Britain has less excuse. It could print money, inflate like Japan and let the exchange rate take the pressure. The government has already printed about £375bn, but has given the money exclusively to banks. The money has vanished on boosting bank reserves, inflating the stock market and buying more government debt. None of it has “pumped”, or even leaked, into the productive economy, whatever Bank of England handouts say.

If every pound George Osborne had printed had gone on consumer spending, it defies belief that the British economy would be still be in acute recession. As in Japan, sales would be rising, order books filling, jobs returning, tax revenues expanding and the deficit shrinking. Banks are not stupid. They lend against profits, not against Vince Cable speeches. Their retail customers need real rising demand to restock, instead of relying for turnover on benefit recipients. Austerity in recession is the nadir of economic illiteracy.

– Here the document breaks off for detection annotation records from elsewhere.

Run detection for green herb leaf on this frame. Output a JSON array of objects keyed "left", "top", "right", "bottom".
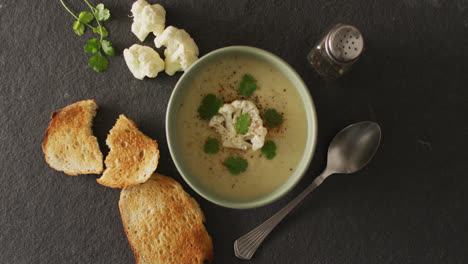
[
  {"left": 262, "top": 140, "right": 276, "bottom": 159},
  {"left": 239, "top": 74, "right": 257, "bottom": 97},
  {"left": 224, "top": 157, "right": 248, "bottom": 175},
  {"left": 101, "top": 40, "right": 115, "bottom": 56},
  {"left": 93, "top": 26, "right": 109, "bottom": 38},
  {"left": 73, "top": 21, "right": 84, "bottom": 36},
  {"left": 78, "top": 11, "right": 94, "bottom": 24},
  {"left": 236, "top": 114, "right": 251, "bottom": 135},
  {"left": 265, "top": 109, "right": 283, "bottom": 128},
  {"left": 203, "top": 138, "right": 219, "bottom": 154},
  {"left": 94, "top": 3, "right": 110, "bottom": 22},
  {"left": 84, "top": 39, "right": 99, "bottom": 54},
  {"left": 198, "top": 94, "right": 223, "bottom": 120},
  {"left": 88, "top": 52, "right": 108, "bottom": 72}
]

The wisest words on economic policy that I have heard in a long time, and I have to hear them from a left-leaning newspaper. Conservative outlets, talking heads and think tanks should be ashamed.

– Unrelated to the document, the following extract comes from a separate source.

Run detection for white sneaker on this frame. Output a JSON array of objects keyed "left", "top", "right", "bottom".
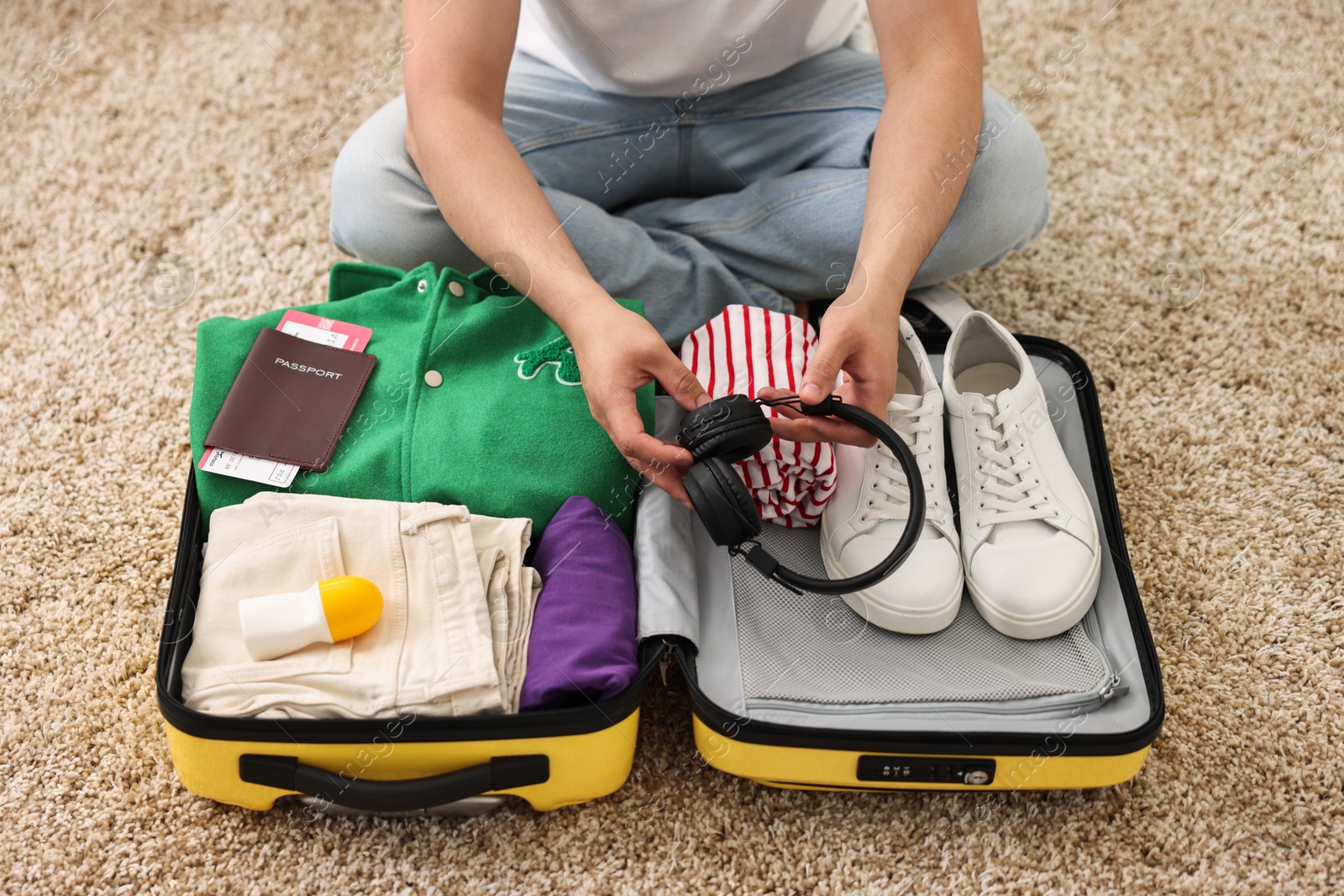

The reason that “stimulus” has failed (or at least has not resulted in a return to robust growth) is because we have been attempting to stimulate the wrong thing. If we are going to print money and run the risk of inflation, is it not far better to put that money into the hands of actual citizens, taxpayers, who need it and who will immediately go out and spend it, rather than using it to shore up the balance sheet of a bank that was probably involved in all manner of dodgy activities leading up to the financial crisis, and which has no intention of lending that money to individuals and businesses who want it?

But the killer lines from the article are these:

Japan is taking a gamble. The gamble is not with inflation but whether state spending and bank lending will actually get money into rapid circulation. The country’s past experience with big infrastructure projects (as favoured by Osborne) is that they yield little short-term stimulus. More roads and railways are a glacier when what is needed is a torrent. The torrent comes from consumer wallets, filled by lower taxes and higher wages. It comes from the fastest possible cash infusion. Any resulting inflation is a problem for the day after tomorrow.

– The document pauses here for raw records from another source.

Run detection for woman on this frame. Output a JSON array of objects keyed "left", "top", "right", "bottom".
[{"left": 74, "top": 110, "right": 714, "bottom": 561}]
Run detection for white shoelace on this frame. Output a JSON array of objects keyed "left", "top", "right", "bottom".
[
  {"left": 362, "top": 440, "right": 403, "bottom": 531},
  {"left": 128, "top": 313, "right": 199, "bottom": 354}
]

The joy of a country with its own currency is that it can handle it as it wishes, not as eurozone leaders wish. It need not increase government debt but just print money to distribute for as long as it thinks necessary. This could be through higher benefits, higher wages, higher tax thresholds or lower VAT. For that matter, the Treasury could add £10,000 to every adult’s bank balance – a giant version of the pensioners’ Christmas fuel allowance – and still have spent less than it has handed to the banks in the past four years.

Think on that for a minute. If the government had given all the money it gave to the banks over the last four years to private individuals instead, it would be the equivalent to putting £10,000 into the bank account of every adult in the UK. Even if you argue that the financial sector required a cash injection in order to prevent a calamitous collapse of the system, if the government had lavished just half as much on the banks, we could all be receiving a £5,000 cheque in the mail.

Yes, there are arguments to be had about how we put the newly printed money into the hands and bank accounts of the citizenry. Should it be equally per person (no), equally per taxpayer (no), based somehow on one’s past tax contributions (yes, probably), or some other means of allocation? We can have those arguments once we accept the reality that the current course of action is not working, and as we move to follow Japan’s lead and implement their real stimulus policy. We need to face facts and acknowledge that printing money and giving it to the banks has not worked; perhaps giving the money directly to the consumer will.

The economic news emanating from the US and the UK continues to be bleak, and our leaders keep offering the same solutions and hammering out the same compromises between themselves.

In the final, desperate hope of avoiding another lost decade, let us at long last now try something new.